Marcelo Álvarez sang his offstage serenades beautifully (to the accompaniment of a harp that never appeared — hey, guys, he’s a troubadour, y’know?) but his double aria in the besieged fortress seemed on the gruff side and he ran out of voice by the time of the dungeon scene. Hoarseness seemed to be the problem; perhaps, like Franco Corelli, he should conceal glasses of water around the set. His canteen in Act IV seemed not to have been filled, and he needed it. He looked a romantic enough figure whenever he did not stand in profile.
Patricia Racette’s Leonora is not the loopy teenager jumping around the set played by Sondra Radvanovsky in this production: Leonora may be a teenager, but she’s a lady of high Spanish birth, and she knows it; Racette knows it, too. Spanish grandezza used to mean something, and Verdi’s Leonora is that sort of dignified character.

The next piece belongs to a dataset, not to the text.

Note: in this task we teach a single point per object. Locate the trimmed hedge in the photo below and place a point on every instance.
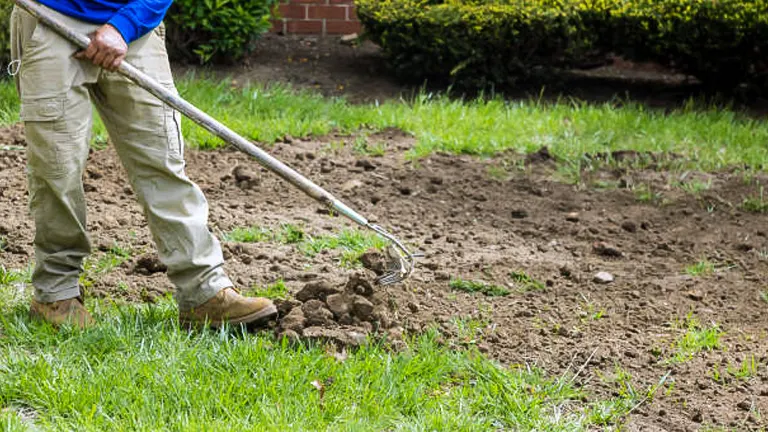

Željko Lučić as Count di Luna and Patricia Racette as Leonora
Racette is such an intelligent singer, so persuasive in her understanding of predicament, that I wish I liked her voice better. Her instrument always seems too small for the Met. She manages very professionally, but the voluptuous floods of sound that other sopranos have brought to the role, the voice that seems to define Leonora’s desperate heart and new-awakened passions, are not at Racette’s disposal. Her “Tacea la notte” was fascinating as vocal storytelling, but the tidal rise at its conclusion did not overflow. “Di tale amor” was, as it usually is, a bit of a mess, drawing no applause — Sutherland is the only soprano I ever heard sing it flawlessly, and the rest of her performance was inert. (“Di tale amor” is one of the few cases where I’d like to take his Orsinitá the composer aside and say, sternly, “Maestro, this tune isn’t good enough; go write a new one.”) The convent scene was no celestial flight, and Racette seemed out of breath in much of Act IV; there were many thin notes and others not precisely where one wanted them. Racette coped with the part but she did not take joy in it, or exploit its opportunities.
Marianne Cornetti has the heft for Azucena, but it takes her an awfully long time to warm up. Her “Stride le vampe” was loud but pitchless. Only at the end of the “Condotta” did she give evidence of the ferocity of a maddened Gypsy — her final notes actually brought forth the first responsive “echo” I’ve ever heard at the Met! The dungeon serenade, however, gave Cornetti place for her most beautiful singing of the night.
Alexander Tsymbalyuk, as Ferrando, has a clear, persuasive young bass but he bleats a bit. Renée Tatum was not the first confidante in my experience to make us all wish Inez had more to sing. The monks’ offstage “Miserere” in Act IV was downright heavenly, evidence of what those guys can accomplish when they’re not swashbuckling around shirtless, fighting with knives and spitting in each other’s faces, as they were obliged to do at other times.
Marianne Cornetti as Azucena and Marcelo Álvarez as Manrico
The acting from all hands gave evidence of a bent towards melodrama. This is not out of place in Trovatore, of all operas, but many were the moments (“Ah sì, ben mio,” for example) when I felt the singers would give Verdi his due and us a better time if they’d stand and deliver in the old-fashioned way, instead of emoting like antsy banshees, losing their breath and tripping over their own feet.
The omission of nearly all cabaletta repeats implied a desire not so much to energize the occasion as to get it over with. That’s no way to do Trovatore; Trovatore must breathe.